[Crónica] Em tempos de espera também se desespera?
- Nádia Neto

- 10 de jan. de 2024
- 3 min de leitura
Atualizado: 15 de jan. de 2024
O tempo de uma espera não é igual para todos. Pode ser uma malha vibrante de expetativa que destrói ou revigora, dependendo do papel que te cai em sorte.Por exemplo, se fores uma criança, os laboriosos do marketing vão se multiplicar em ideias frescas para aprimorar o tempo entre a escrita da carta ao Pai Natal até à receção materializada do tão aguardado pedido. É um processo mágico para os miúdos e rentável para os graúdos. Há de tudo: arquétipos à venda de packs de escrita, o estímulo do fornecimento de suplementos como leite e bolachas ao pé da árvore, na tão esperada noite e até, observem o auge, salpicamos o chão com farinha para pegadas atestarem a visita.
Entretanto, enquanto adulto, tens sempre a renovação Ano Novo para vingares os teus intentos. Até porque não há nada tão improdutivo e tentador que um recomeço: sempre o amanhã, a segunda-feira, o próximo ano que está ali mesmo à espreita. Entupimo-nos ao som de doze baladas, com uvas que já morreram, empurrando-as com um espumante que faz azia, reproduzindo assim rituais que não compreendemos ou questionamos e que não nos ajudam, nem edificam. A intencionalidade é a nossa fórmula de distração momentânea e os enunciados desejos nem chegarão à Blue Monday – aka o dia mais triste do ano.
“Saudinha, eu peço é saudinha da boa.”Sábio desejo esse até porque se fores velho, o cenário não é auspicioso. E piora se fores pobre, sozinho e louco - uns costumam levar aos outros.
Denoto na maioria dos velhos uma tristeza sombria que carregam como que um sobretudo invisível, sabem? Esse manto é um fardo pesado: carrega uma vida já vivida, uma circunstância atual de retrocesso, a resignação à inutilidade latente. Gostaria de pensar que todos os velhos rezingões são como o Sr. Silva, o protagonista d’A Máquina de Fazer Espanhóis, do Valter Hugo Mãe - um ode para todos os que almejam a velhice.
Mas este país (e o mundo) não é para velhos. Nem as urgências de um qualquer hospital público, nos primeiros dias do ano. O tempo ali é vivido na horizontalidade de uma maca, em que o corpo frágil e enfermo, fareja a morte que está por todo o lado.
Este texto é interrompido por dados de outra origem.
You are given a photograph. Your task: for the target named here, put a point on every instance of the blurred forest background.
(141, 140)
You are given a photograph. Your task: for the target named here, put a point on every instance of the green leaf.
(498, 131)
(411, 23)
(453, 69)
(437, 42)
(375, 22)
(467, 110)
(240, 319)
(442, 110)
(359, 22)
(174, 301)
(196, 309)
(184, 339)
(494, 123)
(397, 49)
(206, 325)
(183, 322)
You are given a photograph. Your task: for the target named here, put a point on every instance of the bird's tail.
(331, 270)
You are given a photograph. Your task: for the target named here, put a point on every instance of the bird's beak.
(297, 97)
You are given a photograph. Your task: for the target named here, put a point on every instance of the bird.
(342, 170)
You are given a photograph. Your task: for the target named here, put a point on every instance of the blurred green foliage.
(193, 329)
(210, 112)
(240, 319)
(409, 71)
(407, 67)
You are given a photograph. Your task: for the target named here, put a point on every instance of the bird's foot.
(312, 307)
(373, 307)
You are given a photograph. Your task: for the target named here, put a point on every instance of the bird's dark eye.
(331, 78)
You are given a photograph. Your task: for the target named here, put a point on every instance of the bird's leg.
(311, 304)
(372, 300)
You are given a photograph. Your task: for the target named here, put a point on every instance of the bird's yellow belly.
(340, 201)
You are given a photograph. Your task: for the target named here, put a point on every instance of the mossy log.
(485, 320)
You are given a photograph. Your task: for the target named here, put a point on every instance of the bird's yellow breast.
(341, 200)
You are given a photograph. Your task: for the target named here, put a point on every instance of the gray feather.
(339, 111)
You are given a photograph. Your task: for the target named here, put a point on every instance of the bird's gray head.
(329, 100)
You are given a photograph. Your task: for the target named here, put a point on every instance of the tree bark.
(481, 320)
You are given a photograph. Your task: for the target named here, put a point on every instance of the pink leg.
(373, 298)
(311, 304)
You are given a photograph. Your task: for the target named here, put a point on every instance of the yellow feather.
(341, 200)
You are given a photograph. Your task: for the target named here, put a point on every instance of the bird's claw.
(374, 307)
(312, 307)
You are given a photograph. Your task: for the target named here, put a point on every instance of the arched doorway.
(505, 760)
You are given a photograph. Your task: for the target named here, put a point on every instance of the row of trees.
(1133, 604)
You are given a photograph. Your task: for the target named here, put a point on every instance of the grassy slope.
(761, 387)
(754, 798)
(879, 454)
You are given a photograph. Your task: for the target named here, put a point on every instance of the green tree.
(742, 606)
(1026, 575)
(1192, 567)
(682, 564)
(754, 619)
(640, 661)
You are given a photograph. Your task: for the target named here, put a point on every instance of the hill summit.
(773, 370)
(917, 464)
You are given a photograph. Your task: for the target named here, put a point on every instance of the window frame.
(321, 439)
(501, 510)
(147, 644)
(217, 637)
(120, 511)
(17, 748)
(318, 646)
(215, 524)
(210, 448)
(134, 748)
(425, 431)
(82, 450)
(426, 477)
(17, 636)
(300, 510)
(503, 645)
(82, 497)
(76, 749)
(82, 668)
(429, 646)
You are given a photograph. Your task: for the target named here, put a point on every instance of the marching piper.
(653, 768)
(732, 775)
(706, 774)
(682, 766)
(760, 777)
O ambiente hospitalar não é denso pelos químicos que polvilham o ar – o que sobrecarrega é o medo. O medo do último minuto. O medo da solidão que nunca vai embora. O medo de reconhecer o fardo no olhar de um filho, cônjuge ou cuidador. Toda a gente se voluntaria para cuidar da criança, ninguém se voluntaria para cuidar do velho. Toda a gente faz caretas idiotas para o bebé se rir, mas ninguém é capaz de embarcar num delírio para a anuência na hora da refeição do sénior: “sim Sr. Alberto já guardamos as galinhas soltas, agora já pode comer”. Aos bebés fotografamos as fezes, mas ao velho repugnamo-nos perante os lençóis, testemunhas de tantos corpos, e que são agora a prova da integridade perdida.

O preâmbulo da morte chega sempre a tempo quando se é velho. Ainda assim, numa cama de hospital (ao fim de uns belos pares de horas já deve haver camas) tudo o que quer é apenas o que acende por trás de um olhar nos olhos. Não interessa as horas extraordinárias, os sindicatos, a Ordem dos Médicos, as negociações. O que lhes interessa é sentirem que ainda são gente e que ainda há tempo de os fazerem sentir como tal.